Stephen Crane — A Profile of the American Writer
Author of The Red Badge of Courage
In 1953 Ernest Hemingway was having a bad time with the critics: with his work likened to that of many who had gone before, most notably F. Scott Fitzgerald, Flaubert, Dante, and Stephen Crane. Hemingway dismissed them all, except Stephen Crane, a writer he’d read and admired for years. In many ways Hemingway modelled himself on Crane, not just as a writer, but as a man of action who poured his experiences into his writing.
I’m sure, had the two men met, they may very well have got along. And although Crane died less than a year after Hemingway’s birth, he most certainly passed some literary magic to the infant Hemingway, who made something quite new out of it.

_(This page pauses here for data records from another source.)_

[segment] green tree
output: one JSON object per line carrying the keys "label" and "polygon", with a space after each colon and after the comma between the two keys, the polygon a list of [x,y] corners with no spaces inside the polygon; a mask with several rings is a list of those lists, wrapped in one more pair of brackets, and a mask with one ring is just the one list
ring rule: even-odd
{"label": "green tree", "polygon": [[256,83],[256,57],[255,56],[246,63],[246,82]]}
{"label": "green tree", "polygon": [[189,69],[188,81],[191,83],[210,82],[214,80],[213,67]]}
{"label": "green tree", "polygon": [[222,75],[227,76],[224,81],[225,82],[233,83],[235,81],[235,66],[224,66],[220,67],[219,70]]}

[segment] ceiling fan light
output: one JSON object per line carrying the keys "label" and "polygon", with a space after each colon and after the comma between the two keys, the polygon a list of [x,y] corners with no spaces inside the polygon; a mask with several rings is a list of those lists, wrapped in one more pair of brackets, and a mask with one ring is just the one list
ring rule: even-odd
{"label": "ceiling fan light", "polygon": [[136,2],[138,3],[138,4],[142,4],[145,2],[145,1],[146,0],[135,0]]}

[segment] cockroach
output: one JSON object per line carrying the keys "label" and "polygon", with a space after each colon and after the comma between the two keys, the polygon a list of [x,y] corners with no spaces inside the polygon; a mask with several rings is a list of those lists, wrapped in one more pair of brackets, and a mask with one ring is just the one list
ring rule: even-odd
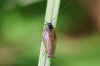
{"label": "cockroach", "polygon": [[53,58],[56,49],[56,34],[51,23],[47,23],[47,26],[44,29],[43,41],[48,57]]}

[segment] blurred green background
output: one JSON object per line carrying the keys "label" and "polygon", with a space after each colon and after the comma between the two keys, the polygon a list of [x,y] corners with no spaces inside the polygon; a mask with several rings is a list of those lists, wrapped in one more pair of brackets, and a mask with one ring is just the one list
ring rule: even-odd
{"label": "blurred green background", "polygon": [[[0,0],[0,66],[38,66],[46,0]],[[61,0],[52,66],[100,66],[100,35],[75,0]]]}

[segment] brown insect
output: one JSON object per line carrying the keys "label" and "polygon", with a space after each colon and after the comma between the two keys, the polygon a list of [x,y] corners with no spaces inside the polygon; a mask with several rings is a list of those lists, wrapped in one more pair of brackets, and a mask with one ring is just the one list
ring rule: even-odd
{"label": "brown insect", "polygon": [[51,23],[48,23],[44,30],[43,41],[46,47],[48,57],[53,58],[56,49],[56,35]]}

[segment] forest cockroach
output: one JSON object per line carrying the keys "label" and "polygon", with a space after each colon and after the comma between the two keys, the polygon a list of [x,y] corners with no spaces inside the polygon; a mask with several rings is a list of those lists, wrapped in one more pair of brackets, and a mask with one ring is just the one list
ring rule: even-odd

John Steinbeck (earlier in his career than Hemingway)was to suffer much he same criticism, as Steinbeck biographer, Jay Parini, describes:
“ The Raid is another story in which violence plays a key part, although Steinbeck’s focus is on the psychological consequences of violence rather than on the violence itself. Dick and Root, the protagonists, are versions of Mac and Jim in [Steinbeck’s] In Dubious Battle. (They also bear a strong resemblance to Henry Fleming and Jim Conklin in Stephen Crane’s The Red Badge of Courage, which was obviously a model for Steinbeck, who seems to have lifted whole…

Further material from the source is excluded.